In recent years, large scale searches for any remaining otters have been carried out by both government and non-government organizations. So far, they have come up empty handed. Despite the occasional uncorroborated sightings, the Japanese river otter is widely believed to be extinct.
Moving down the hall we come to yet another sad story of extinction; the Honshu wolf.
The Honshu wolf was once found throughout the Honshu peninsula of Japan, as well as Kyuushu and Shikoku islands, and holds the distinction of being the smallest species of wolf, standing just a bit over a foot at the shoulder.
The Honshu wolf was once revered and even worshipped in Japan, yet a rabies epidemic in the mid to late 17th century, as well as active extermination caused by changing modern perceptions of the wolves as livestock predators and carriers of disease decimated their numbers. By the early 1900s, the Honshu wolf was considered extinct.

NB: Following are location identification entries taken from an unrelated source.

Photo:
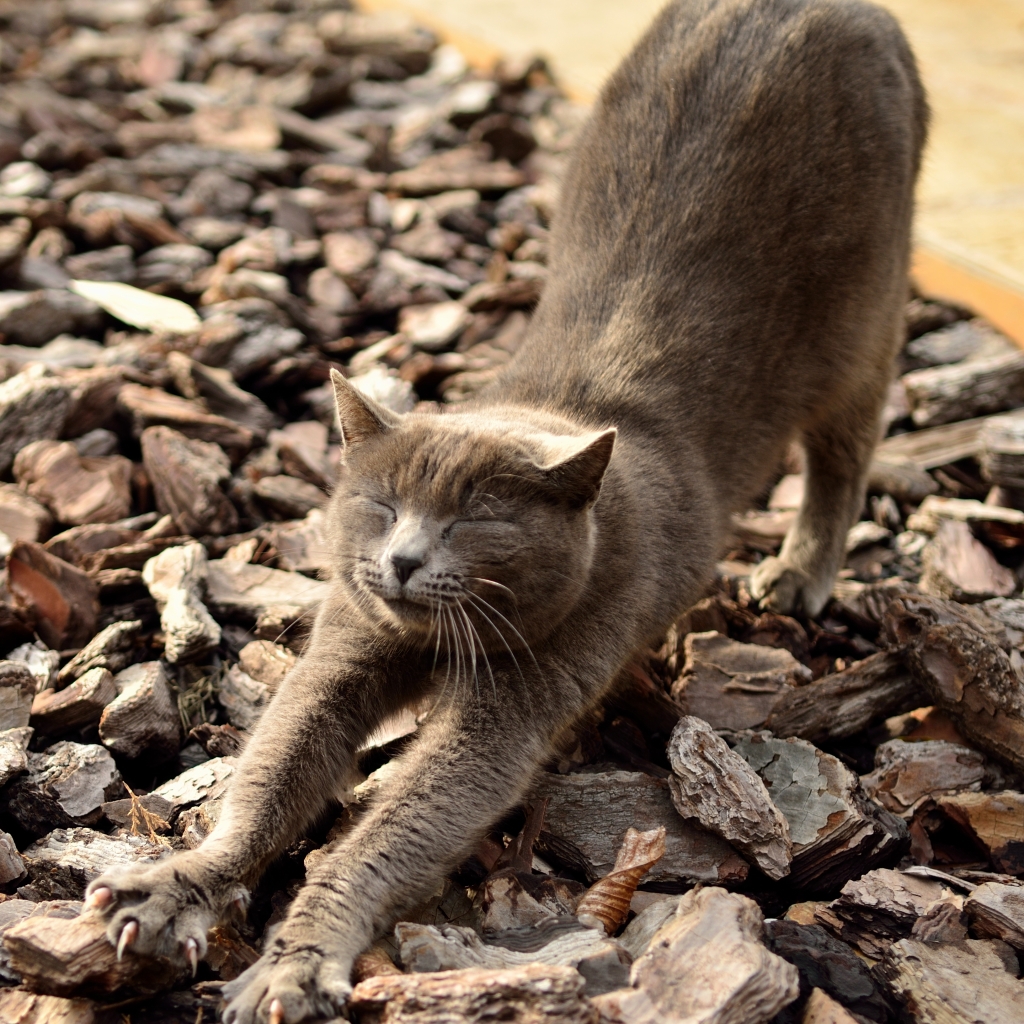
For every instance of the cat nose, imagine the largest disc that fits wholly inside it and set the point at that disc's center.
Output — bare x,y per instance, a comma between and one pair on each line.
404,566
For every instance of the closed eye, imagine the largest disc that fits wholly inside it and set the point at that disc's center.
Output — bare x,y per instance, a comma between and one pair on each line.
386,509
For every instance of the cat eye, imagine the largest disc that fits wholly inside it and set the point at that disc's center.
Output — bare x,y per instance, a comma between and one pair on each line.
380,506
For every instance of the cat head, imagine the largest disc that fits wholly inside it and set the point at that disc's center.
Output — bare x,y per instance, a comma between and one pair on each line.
463,522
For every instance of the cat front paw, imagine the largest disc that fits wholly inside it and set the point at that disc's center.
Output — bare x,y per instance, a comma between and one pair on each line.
296,982
163,909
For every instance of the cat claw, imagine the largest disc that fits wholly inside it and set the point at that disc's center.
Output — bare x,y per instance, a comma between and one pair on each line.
98,898
128,935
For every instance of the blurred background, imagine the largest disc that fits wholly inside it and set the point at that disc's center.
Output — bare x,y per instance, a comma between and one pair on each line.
971,214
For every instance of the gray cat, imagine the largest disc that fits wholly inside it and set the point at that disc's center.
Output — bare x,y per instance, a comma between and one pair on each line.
728,273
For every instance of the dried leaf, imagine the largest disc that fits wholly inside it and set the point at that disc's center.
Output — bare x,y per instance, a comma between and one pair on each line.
137,307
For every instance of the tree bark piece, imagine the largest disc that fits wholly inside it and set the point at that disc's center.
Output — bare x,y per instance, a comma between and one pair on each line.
706,964
936,445
221,395
13,753
828,966
66,785
1001,455
961,567
964,390
31,1008
732,685
965,671
881,906
22,517
954,983
111,648
153,408
62,863
33,406
607,902
995,820
59,601
77,489
288,497
266,663
143,718
186,478
601,961
821,1009
837,833
593,812
65,957
996,911
206,781
241,591
847,701
17,689
176,580
906,774
243,698
715,785
81,704
532,994
905,479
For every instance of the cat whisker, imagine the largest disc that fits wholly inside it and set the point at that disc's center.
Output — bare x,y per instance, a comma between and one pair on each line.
511,626
493,583
483,650
501,636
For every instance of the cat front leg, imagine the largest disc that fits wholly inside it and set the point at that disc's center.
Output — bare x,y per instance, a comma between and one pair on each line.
474,760
300,752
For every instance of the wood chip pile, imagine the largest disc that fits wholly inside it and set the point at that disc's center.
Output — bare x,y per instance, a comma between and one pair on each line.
204,208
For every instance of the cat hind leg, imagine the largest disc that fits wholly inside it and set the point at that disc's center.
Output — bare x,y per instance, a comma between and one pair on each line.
839,454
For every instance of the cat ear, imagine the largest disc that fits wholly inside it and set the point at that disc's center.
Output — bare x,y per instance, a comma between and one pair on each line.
580,464
358,416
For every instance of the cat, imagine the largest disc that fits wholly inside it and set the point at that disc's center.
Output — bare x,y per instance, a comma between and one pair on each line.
728,272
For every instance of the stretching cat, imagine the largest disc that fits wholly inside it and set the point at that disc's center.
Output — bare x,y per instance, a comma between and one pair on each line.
728,272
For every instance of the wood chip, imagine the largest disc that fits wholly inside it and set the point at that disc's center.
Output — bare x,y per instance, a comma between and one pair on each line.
996,911
592,812
828,966
81,704
733,685
76,489
707,963
961,567
57,599
965,672
523,995
963,390
65,785
954,983
62,957
905,774
17,688
837,834
844,702
187,477
143,718
62,863
995,820
717,787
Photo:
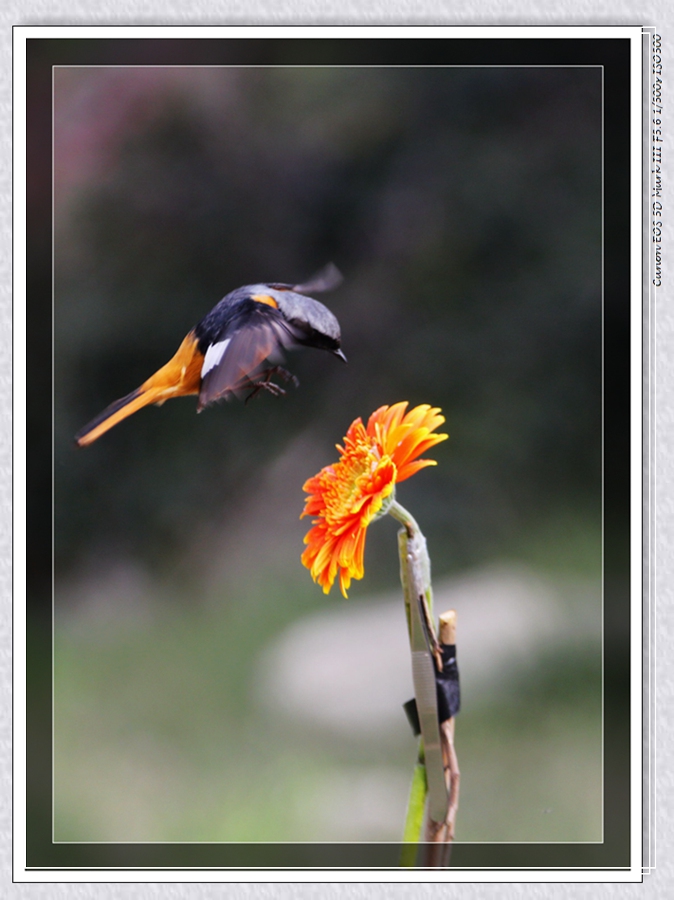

There is a scarcity of photographs and specimens of Honshu wolves, and the photographs here are of one of the few intact skeletons known to exist of these animals.
To this day, sightings of Honshu wolves and accounts of hearing their howls are occasionally reported in remote mountain areas, so perhaps they are still out there roaming the Japanese wilds.
And now, our little tour draws to a close. If you are ever in Japan, I highly recommend you do go and check out this wonderful museum for yourself, or just take a leisurely stroll through the beautiful Ueno park.
Who knows, perhaps next time I can even find the time to give you a personal tour.
And one last pic of a coelacanth exhibit at the museum. I just couldn’t resist.